The second amendment is also to the Compliance Guidelines and sets forth the steps the organization should take after detecting criminal conduct. The steps include self-reporting, cooperating with authorities and providing restitution and remediation to identifiable victims. In addition, the amendment recommends that an organization periodically assess the corporate compliance program, make necessary modifications and, as such, retain an independent monitor to ensure adequate assessment and implementation of the necessary modifications.
In addition, the Commission has proposed an amendment to Section 8d1.4 governing conditions of probation for organizations. The amendment provides, as a condition of probation, that an organization shall be required to retain an independent corporate monitor agreed upon by the parties or appointed by the court. The scope of the independent monitor’s role shall be approved by the court, and the organization shall pay for the monitor’s compensation and costs. Although similar provisions have become a staple of sentence requirements in the recent years, the amendment codifies the practice and provides specific guidance on the role of the corporate monitor.

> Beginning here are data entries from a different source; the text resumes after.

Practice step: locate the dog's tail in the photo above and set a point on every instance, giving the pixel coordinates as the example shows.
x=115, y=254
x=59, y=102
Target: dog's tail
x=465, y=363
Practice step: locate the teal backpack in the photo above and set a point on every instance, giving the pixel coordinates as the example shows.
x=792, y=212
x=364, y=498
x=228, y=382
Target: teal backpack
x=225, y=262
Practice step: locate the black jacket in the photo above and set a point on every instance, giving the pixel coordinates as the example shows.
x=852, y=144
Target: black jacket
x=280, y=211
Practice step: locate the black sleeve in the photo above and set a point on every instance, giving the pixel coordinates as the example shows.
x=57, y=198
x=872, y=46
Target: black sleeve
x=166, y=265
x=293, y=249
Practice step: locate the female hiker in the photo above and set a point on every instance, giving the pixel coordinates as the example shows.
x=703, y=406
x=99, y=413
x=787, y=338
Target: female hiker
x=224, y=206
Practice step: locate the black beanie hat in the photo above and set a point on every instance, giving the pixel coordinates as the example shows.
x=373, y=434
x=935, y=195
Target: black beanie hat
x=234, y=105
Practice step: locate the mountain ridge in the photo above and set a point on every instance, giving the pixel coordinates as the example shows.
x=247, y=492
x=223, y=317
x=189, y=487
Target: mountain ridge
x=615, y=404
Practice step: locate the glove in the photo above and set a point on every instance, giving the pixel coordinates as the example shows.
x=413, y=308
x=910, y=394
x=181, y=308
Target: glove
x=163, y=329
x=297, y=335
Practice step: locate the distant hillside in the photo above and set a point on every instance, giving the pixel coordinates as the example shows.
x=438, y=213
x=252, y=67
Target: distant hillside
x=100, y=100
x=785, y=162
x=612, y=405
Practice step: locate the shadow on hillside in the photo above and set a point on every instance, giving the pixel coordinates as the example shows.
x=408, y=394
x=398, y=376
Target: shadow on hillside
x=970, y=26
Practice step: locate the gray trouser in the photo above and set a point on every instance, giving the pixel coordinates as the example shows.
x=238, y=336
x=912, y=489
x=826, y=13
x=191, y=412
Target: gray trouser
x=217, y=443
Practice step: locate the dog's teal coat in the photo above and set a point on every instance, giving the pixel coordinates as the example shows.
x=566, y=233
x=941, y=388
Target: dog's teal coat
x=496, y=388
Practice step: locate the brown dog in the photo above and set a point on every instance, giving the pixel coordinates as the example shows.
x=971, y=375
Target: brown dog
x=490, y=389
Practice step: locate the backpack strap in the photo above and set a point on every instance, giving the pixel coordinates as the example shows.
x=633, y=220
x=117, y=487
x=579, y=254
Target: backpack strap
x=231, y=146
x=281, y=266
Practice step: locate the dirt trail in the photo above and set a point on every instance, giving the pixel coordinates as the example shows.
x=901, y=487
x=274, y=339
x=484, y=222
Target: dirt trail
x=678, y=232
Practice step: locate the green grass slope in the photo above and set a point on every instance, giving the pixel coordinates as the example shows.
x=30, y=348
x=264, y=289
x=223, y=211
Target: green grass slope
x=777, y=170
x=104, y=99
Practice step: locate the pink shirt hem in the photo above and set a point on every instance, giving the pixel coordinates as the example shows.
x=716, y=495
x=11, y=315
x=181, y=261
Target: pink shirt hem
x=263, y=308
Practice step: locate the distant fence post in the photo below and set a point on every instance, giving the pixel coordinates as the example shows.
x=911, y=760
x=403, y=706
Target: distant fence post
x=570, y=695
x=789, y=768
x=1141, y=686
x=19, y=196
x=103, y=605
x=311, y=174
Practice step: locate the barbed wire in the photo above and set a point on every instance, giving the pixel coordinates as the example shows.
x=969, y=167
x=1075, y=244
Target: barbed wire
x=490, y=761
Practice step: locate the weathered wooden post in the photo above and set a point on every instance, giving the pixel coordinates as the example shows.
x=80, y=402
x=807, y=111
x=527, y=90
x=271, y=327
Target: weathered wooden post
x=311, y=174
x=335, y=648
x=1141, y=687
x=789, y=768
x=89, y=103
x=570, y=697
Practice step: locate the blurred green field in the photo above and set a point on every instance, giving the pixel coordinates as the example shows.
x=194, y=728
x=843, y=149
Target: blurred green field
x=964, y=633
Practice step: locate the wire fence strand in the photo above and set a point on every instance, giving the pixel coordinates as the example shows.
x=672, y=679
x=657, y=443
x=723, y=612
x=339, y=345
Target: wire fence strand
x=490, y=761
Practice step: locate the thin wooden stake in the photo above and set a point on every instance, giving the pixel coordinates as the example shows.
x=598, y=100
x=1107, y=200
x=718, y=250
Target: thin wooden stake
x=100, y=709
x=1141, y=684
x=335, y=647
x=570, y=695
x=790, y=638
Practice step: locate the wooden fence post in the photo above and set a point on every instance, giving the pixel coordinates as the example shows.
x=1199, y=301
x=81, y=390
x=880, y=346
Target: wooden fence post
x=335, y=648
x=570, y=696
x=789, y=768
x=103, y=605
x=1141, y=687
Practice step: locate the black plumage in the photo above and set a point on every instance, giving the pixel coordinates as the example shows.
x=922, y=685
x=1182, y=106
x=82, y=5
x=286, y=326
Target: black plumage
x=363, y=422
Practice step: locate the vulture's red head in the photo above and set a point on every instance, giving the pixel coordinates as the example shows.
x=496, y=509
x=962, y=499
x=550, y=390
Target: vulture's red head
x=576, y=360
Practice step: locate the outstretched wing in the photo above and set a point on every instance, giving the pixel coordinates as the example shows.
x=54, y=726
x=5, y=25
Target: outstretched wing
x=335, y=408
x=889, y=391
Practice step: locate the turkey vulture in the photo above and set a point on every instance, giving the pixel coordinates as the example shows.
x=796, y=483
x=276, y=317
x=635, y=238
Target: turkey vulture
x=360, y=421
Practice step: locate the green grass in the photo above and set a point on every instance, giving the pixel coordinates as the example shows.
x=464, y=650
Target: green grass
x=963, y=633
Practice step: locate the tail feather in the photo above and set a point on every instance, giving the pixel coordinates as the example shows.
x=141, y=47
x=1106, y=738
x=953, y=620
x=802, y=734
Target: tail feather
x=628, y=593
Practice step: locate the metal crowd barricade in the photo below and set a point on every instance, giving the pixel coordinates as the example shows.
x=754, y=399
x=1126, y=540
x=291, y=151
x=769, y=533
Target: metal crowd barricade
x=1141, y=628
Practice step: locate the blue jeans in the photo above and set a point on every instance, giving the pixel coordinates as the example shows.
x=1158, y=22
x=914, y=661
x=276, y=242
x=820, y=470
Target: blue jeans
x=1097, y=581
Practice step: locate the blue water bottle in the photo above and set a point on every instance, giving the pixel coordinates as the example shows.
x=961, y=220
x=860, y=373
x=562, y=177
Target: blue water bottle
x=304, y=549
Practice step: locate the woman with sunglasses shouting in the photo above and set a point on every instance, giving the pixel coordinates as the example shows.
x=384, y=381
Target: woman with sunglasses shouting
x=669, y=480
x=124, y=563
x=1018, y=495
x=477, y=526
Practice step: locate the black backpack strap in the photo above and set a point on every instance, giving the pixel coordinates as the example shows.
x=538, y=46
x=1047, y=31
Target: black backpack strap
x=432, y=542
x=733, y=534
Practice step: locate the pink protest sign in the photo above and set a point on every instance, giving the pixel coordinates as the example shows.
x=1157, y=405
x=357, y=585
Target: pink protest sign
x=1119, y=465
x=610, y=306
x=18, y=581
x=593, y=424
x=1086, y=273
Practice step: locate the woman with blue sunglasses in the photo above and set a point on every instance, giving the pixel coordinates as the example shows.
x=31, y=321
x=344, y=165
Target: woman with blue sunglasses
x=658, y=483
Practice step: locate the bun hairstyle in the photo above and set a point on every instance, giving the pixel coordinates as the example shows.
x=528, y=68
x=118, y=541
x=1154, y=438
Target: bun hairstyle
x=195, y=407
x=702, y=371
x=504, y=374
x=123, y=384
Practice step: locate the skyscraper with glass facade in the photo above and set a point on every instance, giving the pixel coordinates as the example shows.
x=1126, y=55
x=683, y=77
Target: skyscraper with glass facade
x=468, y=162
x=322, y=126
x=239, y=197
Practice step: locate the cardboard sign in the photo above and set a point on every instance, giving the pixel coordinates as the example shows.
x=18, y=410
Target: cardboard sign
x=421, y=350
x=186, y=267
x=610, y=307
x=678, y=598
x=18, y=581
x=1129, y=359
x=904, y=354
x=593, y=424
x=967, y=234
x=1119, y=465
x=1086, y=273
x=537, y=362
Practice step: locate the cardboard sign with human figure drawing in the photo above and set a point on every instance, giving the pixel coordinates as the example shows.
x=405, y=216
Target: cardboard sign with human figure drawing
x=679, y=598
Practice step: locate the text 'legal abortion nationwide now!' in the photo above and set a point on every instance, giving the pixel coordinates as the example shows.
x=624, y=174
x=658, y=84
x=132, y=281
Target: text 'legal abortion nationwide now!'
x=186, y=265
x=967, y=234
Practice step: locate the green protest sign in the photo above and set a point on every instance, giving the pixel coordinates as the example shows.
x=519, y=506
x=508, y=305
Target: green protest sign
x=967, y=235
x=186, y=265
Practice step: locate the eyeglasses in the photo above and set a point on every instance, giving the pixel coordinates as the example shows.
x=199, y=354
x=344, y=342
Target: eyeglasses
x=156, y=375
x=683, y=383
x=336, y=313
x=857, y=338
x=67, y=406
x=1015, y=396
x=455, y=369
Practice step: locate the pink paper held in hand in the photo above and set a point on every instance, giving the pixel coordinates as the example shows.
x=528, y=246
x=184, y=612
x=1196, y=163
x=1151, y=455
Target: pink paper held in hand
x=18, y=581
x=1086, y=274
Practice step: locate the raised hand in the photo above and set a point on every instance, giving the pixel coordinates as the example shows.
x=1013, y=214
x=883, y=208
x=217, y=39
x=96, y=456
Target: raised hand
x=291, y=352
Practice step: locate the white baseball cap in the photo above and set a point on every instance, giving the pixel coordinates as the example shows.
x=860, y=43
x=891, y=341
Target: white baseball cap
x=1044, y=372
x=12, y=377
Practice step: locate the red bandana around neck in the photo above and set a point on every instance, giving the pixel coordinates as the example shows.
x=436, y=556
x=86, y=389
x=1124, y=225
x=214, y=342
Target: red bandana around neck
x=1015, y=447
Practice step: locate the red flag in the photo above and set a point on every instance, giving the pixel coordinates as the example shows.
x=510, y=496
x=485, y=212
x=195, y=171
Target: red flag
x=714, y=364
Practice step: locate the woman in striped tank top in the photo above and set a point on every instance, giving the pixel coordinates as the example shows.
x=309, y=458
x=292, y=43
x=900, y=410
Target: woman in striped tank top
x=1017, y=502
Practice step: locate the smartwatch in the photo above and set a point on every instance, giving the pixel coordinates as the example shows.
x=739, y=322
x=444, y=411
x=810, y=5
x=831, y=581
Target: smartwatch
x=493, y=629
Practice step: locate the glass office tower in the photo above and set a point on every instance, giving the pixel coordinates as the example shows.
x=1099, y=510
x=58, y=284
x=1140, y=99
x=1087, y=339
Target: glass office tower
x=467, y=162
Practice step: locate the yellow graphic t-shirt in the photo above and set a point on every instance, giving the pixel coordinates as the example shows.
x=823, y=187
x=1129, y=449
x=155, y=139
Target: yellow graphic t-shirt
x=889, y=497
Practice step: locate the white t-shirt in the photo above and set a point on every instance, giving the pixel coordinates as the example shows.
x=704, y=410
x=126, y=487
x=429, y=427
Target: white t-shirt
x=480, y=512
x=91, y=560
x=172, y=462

The Commission also requested comments to a proposed amendment to Section 8C2.5(f)(3), which at present provides a reduction in sentencing for an effective compliance program. The proposed amendment would entitle an organization to a reduction even where executive management or members of the board of directors are involved if:
(a) the person with operational responsibility for corporate compliance reports directly to the board level;
(b) the compliance program is the first to uncover the offense; and
(c) the organization reports the criminal conduct to the appropriate authorities.
If the proposed amendments are enacted, organizations should consider including their document retention policies in both the corporate compliance plan materials and their employee handbook. Clearly, the Commission continues to focus and heighten the awareness obligations of an organization’s executive management and board of directors, emphasizing the importance of internal reporting relationships to effective corporate compliance.
Comments regarding the proposed amendments are due to the Commission by March 22, 2010. The Commission will then hold a public hearing on these comments.